More steps are always better Adding more reasoning steps can increase latency and cost without improving accuracy. Agents can get trapped in "reasoning loops" where they over-analyze simple tasks, so step-limiting is essential.
ReAct solves all hallucinations ReAct mitigates grounding issues, but it cannot fix a model that lacks the fundamental capability to parse the tool's output correctly. If the tool provides a complex JSON response, the model must still be capable of interpreting that specific format.

Sample Code

Python

# Knowledge graph: each entity maps to its parent/manager
KNOWLEDGE = {"John Doe": "TechNova", "TechNova": "GlobalCorp", "GlobalCorp": "Jane Smith"}

def search(query: str) -> str:
    return KNOWLEDGE.get(query, "No information found.")

def react_agent(initial_query: str, max_steps: int = 4) -> str:
    query = initial_query
    for step in range(1, max_steps + 1):
        observation = search(query)
        print(f"Step {step}  Thought: look up '{query}'")
        print(f"          Action:  Search('{query}')")
        print(f"          Obs:     {observation}")
        if observation == "No information found.":
            return f"Cannot resolve '{query}'"
        # Multi-hop: follow the chain — use observation as the next query
        query = observation
        if observation == "Jane Smith":
            return f"Final Answer: {observation}"
    return f"Final Answer: {query}"

result = react_agent("John Doe")
print(result)
# Step 1  Thought: look up 'John Doe'    -> TechNova
# Step 2  Thought: look up 'TechNova'   -> GlobalCorp
# Step 3  Thought: look up 'GlobalCorp' -> Jane Smith
# Final Answer: Jane Smith

Key Terms

Agent

An autonomous system powered by an LLM that can perceive its environment, reason about goals, and execute actions to achieve them. Agents differ from standard chatbots by their ability to interact with external tools rather than just generating static text.

Chain-of-Thought (CoT)

A prompting technique where the model is encouraged to generate intermediate reasoning steps before arriving at a final answer. While CoT improves logic, it remains "closed" because it does not interact with external data sources during the reasoning process.

Grounding

The process of linking an LLM’s internal knowledge to verifiable external facts or real-time data. Without grounding, models are prone to "hallucinations," where they generate plausible-sounding but factually incorrect information.

Reasoning Trace

A structured sequence of thoughts generated by an agent that explains the "why" behind a specific action. These traces provide transparency, allowing developers to debug the agent's decision-making process.
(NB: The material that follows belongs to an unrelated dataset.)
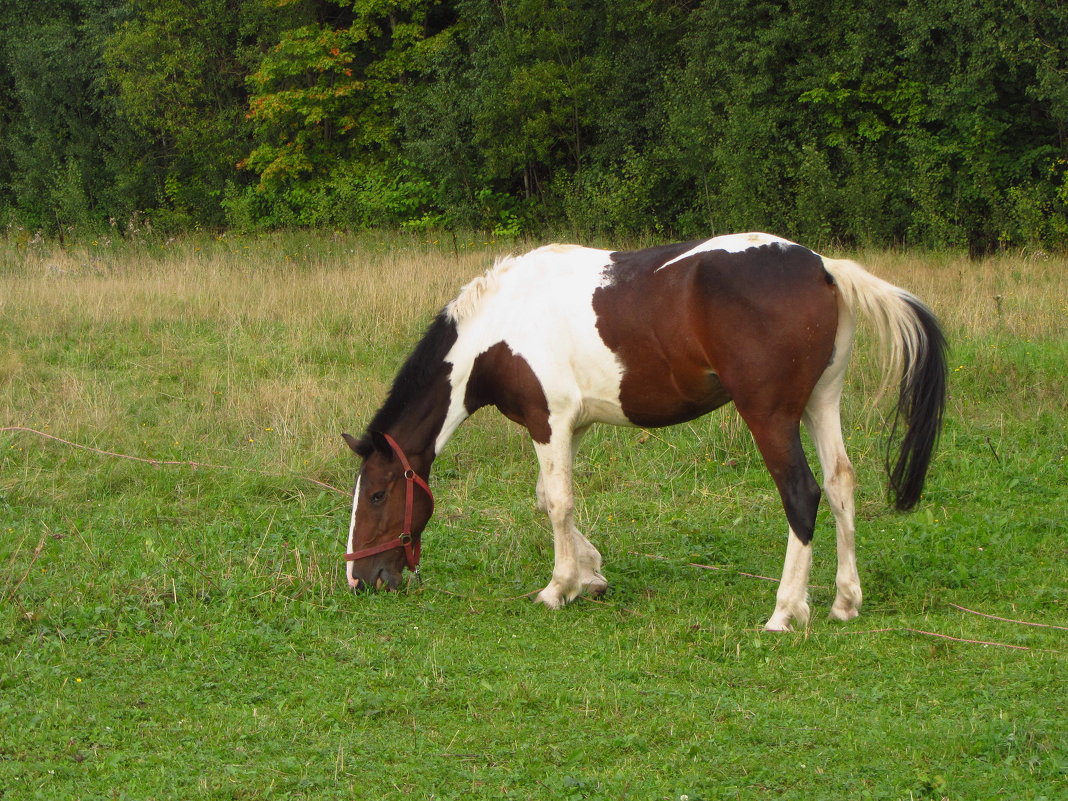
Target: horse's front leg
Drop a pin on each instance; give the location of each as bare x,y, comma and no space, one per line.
577,564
Tool-Use (Function Calling)

The capability of an LLM to output structured data (often JSON) that triggers a specific software function or API call. This allows the model to perform tasks like calculating math, querying a database, or searching the web.

Observation

The output returned by an external tool or environment after an agent executes an action. This feedback is fed back into the LLM's context window, allowing the model to update its internal state and plan the next step.